Though Hamilton is a landlocked town in the North Shore region of Massachusetts, its proximity to it provides easy access to the Atlantic seashore with its reservations, beaches and boating.
Hamilton is closely tied to neighboring Wenham, sharing a school system, library, recreation department, commuter rail station and newspaper.
In June 1638, John Winthrop the Younger, son of the founder of the Massachusetts Bay Colony, bought most of present-day Essex County from Masconomet, chief of the Agawam Indians, for the sum of twenty English pounds.
Other early settlers of the Hamlet, including the Appletons, Winthrops, Lamsons, and Dodges, were attracted by countryside similar to the English farms and estates they had left behind.

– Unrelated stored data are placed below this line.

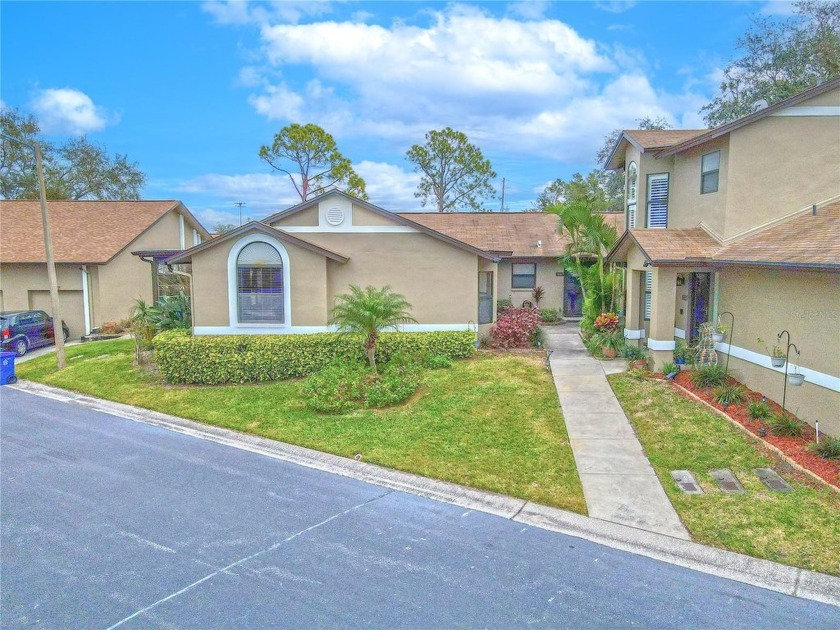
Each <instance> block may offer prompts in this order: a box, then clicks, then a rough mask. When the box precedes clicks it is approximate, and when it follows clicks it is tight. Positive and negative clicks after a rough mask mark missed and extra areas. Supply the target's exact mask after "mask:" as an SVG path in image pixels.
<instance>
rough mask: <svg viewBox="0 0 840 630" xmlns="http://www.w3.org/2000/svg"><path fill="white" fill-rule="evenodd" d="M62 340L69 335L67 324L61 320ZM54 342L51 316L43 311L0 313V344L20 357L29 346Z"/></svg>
mask: <svg viewBox="0 0 840 630" xmlns="http://www.w3.org/2000/svg"><path fill="white" fill-rule="evenodd" d="M61 329H62V331H63V332H64V341H67V338H68V337H69V336H70V329H69V328H67V324H65V323H64V322H63V321H62V322H61ZM54 343H55V333H54V332H53V322H52V317H50V316H49V315H47V314H46V313H45V312H44V311H9V312H3V313H0V346H1V347H2V348H3V349H4V350H11V351H13V352H16V353H17V355H18V356H19V357H22V356H23V355H24V354H26V353H27V351H28V350H29V349H30V348H38V347H40V346H49V345H52V344H54Z"/></svg>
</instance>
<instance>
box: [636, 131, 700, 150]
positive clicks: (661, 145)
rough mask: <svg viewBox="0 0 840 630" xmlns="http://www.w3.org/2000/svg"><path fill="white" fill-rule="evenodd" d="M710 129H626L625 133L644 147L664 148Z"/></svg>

In the 1880s, the Myopia Hunt Club, which had been named in jest for its nearsighted founders, moved from Winchester, Massachusetts, to the Gibney Farm in Hamilton.
Beginning as a lawn tennis and baseball club, it turned to polo, the hunt, and golf as members built large summer estates in the area.
In 1921, the Mandell family built the Community House in memory of the eight men in Hamilton and Wenham who died in military service during World War I, including their son, Sam.
They commissioned Guy Lowell, a respected architect of Boston and New York, to design the building, and gave the Community House in trust for the use of the residents of both towns.
[9] Hamilton lies 5 miles (8 km) inland from Massachusetts Bay, and both the eastern and western portion of town are bordered by water, with the Ipswich River to the west and Chebacco Lake and several other small ponds to the east.
The highest point in town is found on Blueberry Hill in Bradley Palmer State Park, with an elevation of at least 215 feet (66 m), according to the most recent (2011-2012) USGS 7.5-minute topographical map.
[10] Several areas of town are protected, including Myopia Hunt Club and parts of Bradley Palmer State Park, Appleton Farm Grass Rides, and the Ipswich River Wildlife Sanctuary.